18

I am porting some Python 2 code that calls split() on strings, so I need to know its exact behavior. The documentation states that when you do not specify the sep argument, "runs of consecutive whitespace are regarded as a single separator".

Unfortunately, it does not specify which characters that would be. There are some obvious contenders (like space, tab, and newline), but Unicode contains plenty of other candidates.

Which characters are considered to be whitespace by split()?

Since the answer might be implementation-specific, I'm targeting CPython.
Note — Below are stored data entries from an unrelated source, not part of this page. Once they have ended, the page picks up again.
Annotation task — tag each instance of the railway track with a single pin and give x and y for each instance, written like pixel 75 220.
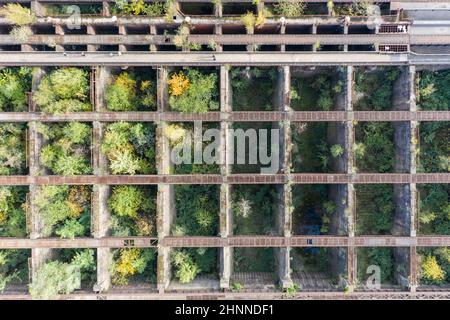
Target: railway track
pixel 248 116
pixel 231 241
pixel 298 178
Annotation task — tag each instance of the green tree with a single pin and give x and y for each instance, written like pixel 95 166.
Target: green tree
pixel 14 84
pixel 199 96
pixel 130 148
pixel 63 90
pixel 56 277
pixel 290 8
pixel 67 152
pixel 12 149
pixel 64 210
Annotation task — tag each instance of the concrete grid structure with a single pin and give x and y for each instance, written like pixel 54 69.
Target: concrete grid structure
pixel 404 115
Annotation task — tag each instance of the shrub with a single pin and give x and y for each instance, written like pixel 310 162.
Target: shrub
pixel 56 277
pixel 64 210
pixel 63 90
pixel 290 8
pixel 193 91
pixel 138 7
pixel 376 154
pixel 197 208
pixel 16 14
pixel 374 89
pixel 133 211
pixel 13 267
pixel 12 149
pixel 130 148
pixel 432 93
pixel 14 84
pixel 12 212
pixel 127 93
pixel 68 151
pixel 130 262
pixel 431 271
pixel 186 268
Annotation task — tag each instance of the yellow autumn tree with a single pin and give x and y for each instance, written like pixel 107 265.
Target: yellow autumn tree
pixel 431 270
pixel 178 83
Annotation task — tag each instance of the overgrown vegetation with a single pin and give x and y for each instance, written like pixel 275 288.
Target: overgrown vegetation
pixel 246 82
pixel 193 91
pixel 139 7
pixel 13 267
pixel 65 274
pixel 197 214
pixel 197 210
pixel 253 260
pixel 254 209
pixel 66 9
pixel 131 92
pixel 68 150
pixel 130 148
pixel 184 142
pixel 312 209
pixel 188 263
pixel 382 257
pixel 63 90
pixel 311 260
pixel 64 210
pixel 375 209
pixel 432 90
pixel 311 150
pixel 133 210
pixel 315 93
pixel 434 266
pixel 12 212
pixel 14 85
pixel 290 8
pixel 133 264
pixel 12 149
pixel 374 149
pixel 434 149
pixel 434 209
pixel 374 88
pixel 21 18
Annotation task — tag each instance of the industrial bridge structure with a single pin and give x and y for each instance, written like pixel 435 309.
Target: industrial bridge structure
pixel 106 42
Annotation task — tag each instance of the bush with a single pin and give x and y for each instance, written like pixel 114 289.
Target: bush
pixel 68 151
pixel 14 84
pixel 434 147
pixel 56 277
pixel 376 209
pixel 130 148
pixel 131 262
pixel 375 152
pixel 138 7
pixel 434 209
pixel 431 271
pixel 133 210
pixel 374 88
pixel 128 94
pixel 432 93
pixel 64 210
pixel 12 212
pixel 63 90
pixel 16 14
pixel 192 91
pixel 13 267
pixel 290 8
pixel 197 210
pixel 185 268
pixel 12 149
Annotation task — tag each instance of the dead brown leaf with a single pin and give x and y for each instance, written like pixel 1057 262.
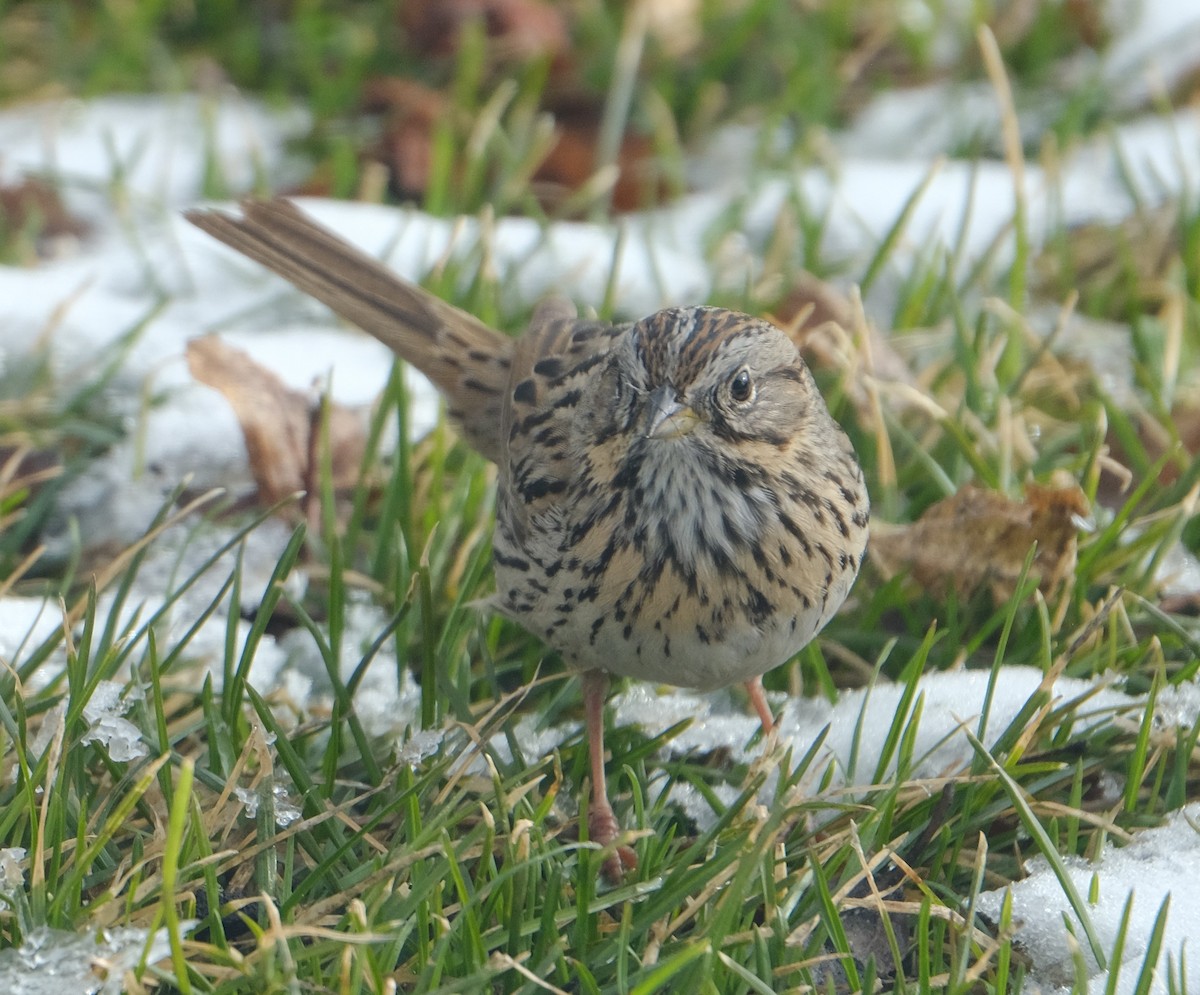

(Note: I researched the answer to this myself since I couldn't find it anywhere, so I'll be posting it here, hopefully for the benefit of others.)

Aasmund Eldhuset
  • 37,289
  • 4
  • 68
  • 81
  • Related: https://bugs.python.org/issue25433 – Stef Sep 13 '22 at 13:25
  • It looks like CPython's sourcecode for str.split, str.strip and str.isspace all rely on a macro called `Py_UNICODE_ISSPACE`, which is defined here: [cpython/unicodeobject.h#L902](https://github.com/python/cpython/blob/main/Include/cpython/unicodeobject.h#L902) – Stef Sep 13 '22 at 13:32
  • [Similar question about str.strip](https://stackoverflow.com/questions/73661849/which-specific-characters-does-the-strip-function-remove), with an answer that lists all unicode characters that count as whitespace for str.split, str.strip or str.isspace. – Stef Sep 13 '22 at 13:33

2 Answers2

22

Unfortunately, it depends on whether your string is an str or a unicode (at least, in CPython - I don't know whether this behavior is actually mandated by a specification anywhere).

If it is an str, the answer is straightforward:

  • 0x09 Tab
  • 0x0a Newline
  • 0x0b Vertical Tab
  • 0x0c Form Feed
  • 0x0d Carriage Return
  • 0x20 Space

Source: these are the characters with PY_CTF_SPACE in Python/pyctype.c, which are used by Py_ISSPACE, which is used by STRINGLIB_ISSPACE, which is used by split_whitespace.

If it is a unicode, there are 29 characters, which in addition to the above are:

  • U+001c through 0x001f: File/Group/Record/Unit Separator
  • U+0085: Next Line
  • U+00a0: Non-Breaking Space
  • U+1680: Ogham Space Mark
  • U+2000 through 0x200a: various fixed-size spaces (e.g. Em Space), but note that Zero-Width Space is not included
  • U+2028: Line Separator
  • U+2029: Paragraph Separator
  • U+202f: Narrow No-Break Space
  • U+205f: Medium Mathematical Space
  • U+3000: Ideographic Space

Note that the first four are also valid ASCII characters, which means that an ASCII-only string might split differently depending on whether it is an str or a unicode!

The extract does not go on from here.